A recent study (Weiland & Yoshikawa, 2013) reported research that was notable in this respect: important decisions and procedures concerning the programs were made by the people and in the way such decisions will likely to be made as state preK programs expand or are initiated. The district was Boston Public Schools, and they offer preK for any child of age—there is no restriction based on income. The district:
1. picked the curriculum.
2. figured out how to implement the curriculum at scale without any input from its developers.
3. developed its own coaching program for teachers, meant to ensure that the curricula were implemented effectively.

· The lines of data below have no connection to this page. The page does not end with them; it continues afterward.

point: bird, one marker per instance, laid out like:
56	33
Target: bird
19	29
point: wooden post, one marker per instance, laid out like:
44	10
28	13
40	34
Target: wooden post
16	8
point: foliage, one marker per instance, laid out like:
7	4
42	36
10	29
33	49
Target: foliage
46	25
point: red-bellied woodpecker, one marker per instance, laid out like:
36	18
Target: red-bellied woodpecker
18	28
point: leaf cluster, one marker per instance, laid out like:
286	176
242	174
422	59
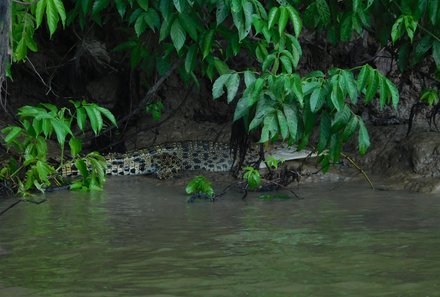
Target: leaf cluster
199	185
28	167
273	100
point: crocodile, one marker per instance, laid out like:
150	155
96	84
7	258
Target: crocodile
168	159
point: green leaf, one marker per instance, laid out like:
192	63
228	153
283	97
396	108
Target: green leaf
222	11
75	146
151	17
273	16
410	26
60	9
268	62
13	132
82	168
341	119
232	85
191	58
178	4
286	62
292	120
397	29
295	19
94	121
207	43
350	128
282	20
324	131
140	25
337	97
364	138
373	81
350	85
316	100
346	27
282	122
271	126
107	113
296	85
46	127
52	16
99	5
433	11
394	92
248	11
121	7
39	12
81	118
143	4
217	88
178	35
43	170
362	77
236	6
436	53
241	109
383	92
189	25
249	78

The second and third points are especially important, as the greatest challenge in education research has been bringing what look like useful ideas to scale. It’s not certain why that’s so, but one good guess is that as you scale up, the people actually implementing the curriculum have little or no contact with the person who developed it. So it’s harder to tell exactly how it’s supposed to go.

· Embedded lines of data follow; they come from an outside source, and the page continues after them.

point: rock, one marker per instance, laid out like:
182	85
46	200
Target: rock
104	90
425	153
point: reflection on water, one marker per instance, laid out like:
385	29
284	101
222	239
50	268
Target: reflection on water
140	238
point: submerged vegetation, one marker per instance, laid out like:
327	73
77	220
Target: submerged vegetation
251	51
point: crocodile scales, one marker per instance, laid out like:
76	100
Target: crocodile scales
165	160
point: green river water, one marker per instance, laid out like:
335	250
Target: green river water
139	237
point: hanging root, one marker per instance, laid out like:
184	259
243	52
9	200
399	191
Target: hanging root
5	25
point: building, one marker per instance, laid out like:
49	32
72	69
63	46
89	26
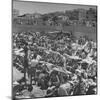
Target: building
15	13
82	14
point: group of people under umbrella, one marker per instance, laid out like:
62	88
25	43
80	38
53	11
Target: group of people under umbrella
46	67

Naturally, schools and classrooms will want to tweak the program here and there to make it a better fit for their school or classroom. They will use their judgment as to which changes won’t affect the overall integrity of the program, but the voice of the developer of the curriculum is probably important in this conversation.

Weiland and Yoshikawa measured the progress of 2,018 children in 238 classrooms during the 2008/09 school year. They found moderate to large gains in language, pre-reading, and math skills. There was even a small effect in executive function skills, although the two curricula did not target these directly. Interestingly (and in contrast to other findings) they found no interaction with household income; poor and wealthy children showed the same benefit. There were some interactions with ethnicity: children from Hispanic homes showed larger benefits than others on some measures.
There are questions that could be raised. The comparison children were those who had just missed the age cut-off to attend the preschool. So those children are, obviously, younger, and might be expected to show less development during those 9 months than older children. Another objection concerns what those control kids were doing during the year. The researchers did have data on this question, and reported that many were in setting that typically do not offer much opportunities for cognitive growth, e.g., center-based care (although the researchers argued that Massachusetts imposes stricter regulations for quality on such settings than most states do.)
Despite these caveats, this study represents the kind of thing Dave and I had in mind when we said the Department of Education should make communicating research findings to states a priority. Boston faced exactly the problem that many districts will face, they solved it using their own limited resources as districts will have to, and by all appearances, it’s been a success.
References:
Gormley, W. T., Gayer, T., Phillips, D., & Dawson, B. (2005). The effects of universal pre-K on cognitive development. Developmental Psychology, 41, 872–884.
Magnuson, K., Ruhm, C., & Waldfogel, J. (2007). Does prekindergarten improve school preparation and per-formance? Economics of Education Review, 26,33–51.
Weiland, C. & Yoshikawa, H. (2013). Impacts of a prekindergarten program on children’s mathematics, language, literacy, executive function, and emotional skills. Child Development, 84, 2112-2130.